Commonly discussed mitigations include:
Releasing your software publicly under an free or open source license allows your users to inspect the software, modify it, or fork it entirely if you’re totally compromised.
Reproducible builds allow you to assert that the software you’re installing matches the version you expect from the open source repository. This introduces a mechanism that makes attacks significantly less stealthy.
Digital signatures and attestations published to SigStore (or some other binary transparency technology) provide a notion of supply-chain security between the provider of a software package and its users.
In the context of end-to-end encrypted messaging apps, you also have the congruent notion of key transparency for preventing key substitution attacks.
Nothing in the above list is new. If you cannot publish reproducible artifacts to SigStore (or equivalent) today, your developer ecosystem should already be planning or developing this capability.
Any software that implements all three layers of protection is doing a remarkable job.
There is, however, one additional mitigation layer we can introduce to dissuade rubber-hose cryptanalysis by rendering it largely ineffective.
Today, software releases are signed with an asymmetric keypair. The signing key can produce signatures (and therefore must be secret), while the verifying key is released publicly to allow anyone to verify signatures.
There are some approaches that implement so-called “multi-sig” approaches, where multiple signatures must be present before a payload is considered valid, but this is not a universal strategy.
Therefore, the publisher of software that controls the signing key is the weak link, even in today’s state of the art security software.
Stay FROSTy
So what if we removed this single point of failure by not having a single signing key?
FROST (RFC 9591) is a technique for implementing Threshold Signatures. One of the FROST ciphersuites is backwards compatible with Ed25519.
Threshold Signatures
Building an intuition for threshold signatures is easy.
Imagine for a moment, instead of having 1 secret key, you have 7 secret keys, of which 4 are required to cooperate in the FROST protocol to produce a signature for a given message. You can replace these numbers with some integer t (instead of 4) out of n (instead of 7).
This signature is valid for a single public key.
If fewer than t participants are dishonest, the entire protocol is secure.
The basic idea of threshold signatures.
Okay But How?
Welp, that’s where things get tricky, because threshold cryptography is different depending on the algorithm you use.
If you’re trying to generate ECDSA-compatible threshold signatures, good luck. The complexity involved, even with recent advancements, makes it only generally worth it for non-custodial cryptocurrency wallets. This mess is unavoidable because ECDSA requires computing the modular inverse of a secret value.
Schnorr signatures, such as Ed25519, use a different construction that’s more amenable to threshold cryptography.

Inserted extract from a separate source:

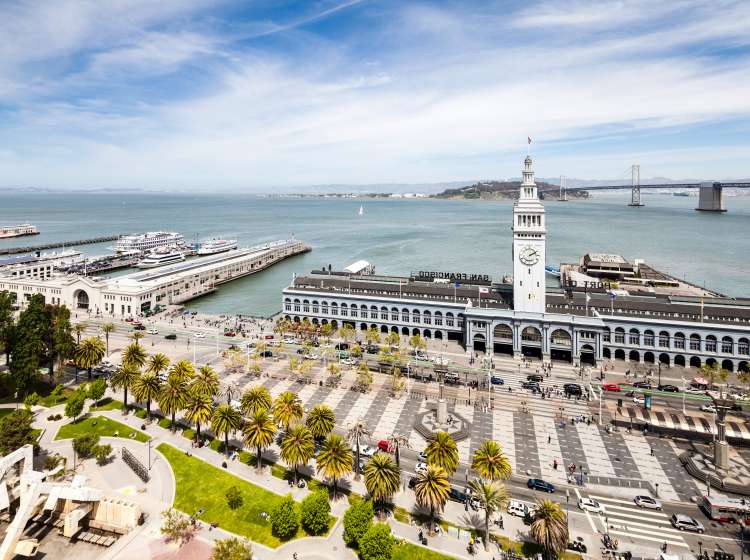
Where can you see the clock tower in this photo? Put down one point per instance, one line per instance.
(529, 232)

FROST is a protocol that implements Schnorr signatures in two rounds, once the initial key setup has concluded.
You can think of it as a variation of Shamir’s Secret Sharing that doesn’t require actually reconstructing the secret to actually use it to calculate signatures.
In FROST, the first round commits to the message (and therefore to the nonces), and the second creates the shares of the final signature. The shares are then validated by the Coordinator and aggregated into a final signature.

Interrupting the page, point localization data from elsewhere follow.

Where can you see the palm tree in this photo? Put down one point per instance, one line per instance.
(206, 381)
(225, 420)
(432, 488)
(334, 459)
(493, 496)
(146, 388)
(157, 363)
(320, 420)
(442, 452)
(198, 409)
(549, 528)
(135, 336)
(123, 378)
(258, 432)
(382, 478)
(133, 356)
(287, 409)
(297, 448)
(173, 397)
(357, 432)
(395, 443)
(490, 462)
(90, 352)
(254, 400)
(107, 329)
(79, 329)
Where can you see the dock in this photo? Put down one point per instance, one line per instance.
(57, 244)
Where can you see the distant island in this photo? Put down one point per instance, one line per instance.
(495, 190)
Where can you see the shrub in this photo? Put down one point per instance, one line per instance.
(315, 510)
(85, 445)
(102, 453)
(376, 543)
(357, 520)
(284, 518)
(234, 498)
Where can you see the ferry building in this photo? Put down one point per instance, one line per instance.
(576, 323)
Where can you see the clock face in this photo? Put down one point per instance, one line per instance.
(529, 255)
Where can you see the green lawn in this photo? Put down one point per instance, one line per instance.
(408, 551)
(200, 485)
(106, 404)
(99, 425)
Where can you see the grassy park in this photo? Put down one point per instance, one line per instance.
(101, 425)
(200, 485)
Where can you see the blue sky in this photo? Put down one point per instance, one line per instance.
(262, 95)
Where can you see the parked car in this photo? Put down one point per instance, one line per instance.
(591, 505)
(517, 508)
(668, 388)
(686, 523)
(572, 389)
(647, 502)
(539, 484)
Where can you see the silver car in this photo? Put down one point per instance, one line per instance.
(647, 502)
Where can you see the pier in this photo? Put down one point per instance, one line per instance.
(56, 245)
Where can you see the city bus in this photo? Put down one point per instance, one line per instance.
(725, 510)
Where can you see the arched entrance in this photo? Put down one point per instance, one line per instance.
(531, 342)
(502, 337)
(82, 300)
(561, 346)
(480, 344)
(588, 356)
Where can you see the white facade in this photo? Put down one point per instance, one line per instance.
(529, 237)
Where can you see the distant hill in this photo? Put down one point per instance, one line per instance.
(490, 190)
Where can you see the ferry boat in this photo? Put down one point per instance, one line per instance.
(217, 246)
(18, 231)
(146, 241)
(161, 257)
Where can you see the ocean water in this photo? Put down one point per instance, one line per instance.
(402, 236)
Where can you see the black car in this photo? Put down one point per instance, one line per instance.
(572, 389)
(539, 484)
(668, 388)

If you want to understand in more detail, RFC 9591 is the best document to refer to.
Today I am releasing FREON (which stands for “FOSS Resists Executive Overreaching Nations”).

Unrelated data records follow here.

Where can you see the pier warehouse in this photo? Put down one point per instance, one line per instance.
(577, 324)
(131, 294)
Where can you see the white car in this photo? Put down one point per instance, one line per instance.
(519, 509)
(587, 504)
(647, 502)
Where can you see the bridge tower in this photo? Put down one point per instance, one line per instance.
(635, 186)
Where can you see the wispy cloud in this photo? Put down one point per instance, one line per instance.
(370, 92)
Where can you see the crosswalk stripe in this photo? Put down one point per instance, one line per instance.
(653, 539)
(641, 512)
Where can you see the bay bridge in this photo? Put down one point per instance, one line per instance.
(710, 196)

Freon is a set of software tools, written in Go, that implement the FROST protocol to generate Ed25519 signatures.
The Freon client software is used for each participant that holds a share of the secret key. These shares will be encrypted locally by the Freon client, using age.
The Freon coordinator software is a webserver intended to be deployed in a private network or VPC to facilitate the protocol between asynchronous clients.
The primary intended use case for Freon is to generate OpenSSH-compatible signatures for signing Git releases (instead of PGP), but it also supports bare signature generation for integration in other protocols.
The Freon client is intended to be straightforward:
# Initiating DKG in a 3-of-7 config:
$ freon keygen create -h hostname:port -n 7 -t 3
# Returns a Group ID to pass to other participants
# Joining the DKG
$ freon keygen join -h hostname:port -g GroupID -r AgePublicKey
# Your local share of the Secret Key will be encrypted using age
# Returns a Signing Public Key once all participants have enrolled
# To begin the Signing Ceremony
$ echo -n "foo" | freon sign create -g GroupID
# Returns a CeremonyID to pass to other participants
# To participate in a Signing Ceremony
$ echo -n "foo" | freon sign join -c CeremonyID
The details of the underlying cryptography are abstracted away from the end user.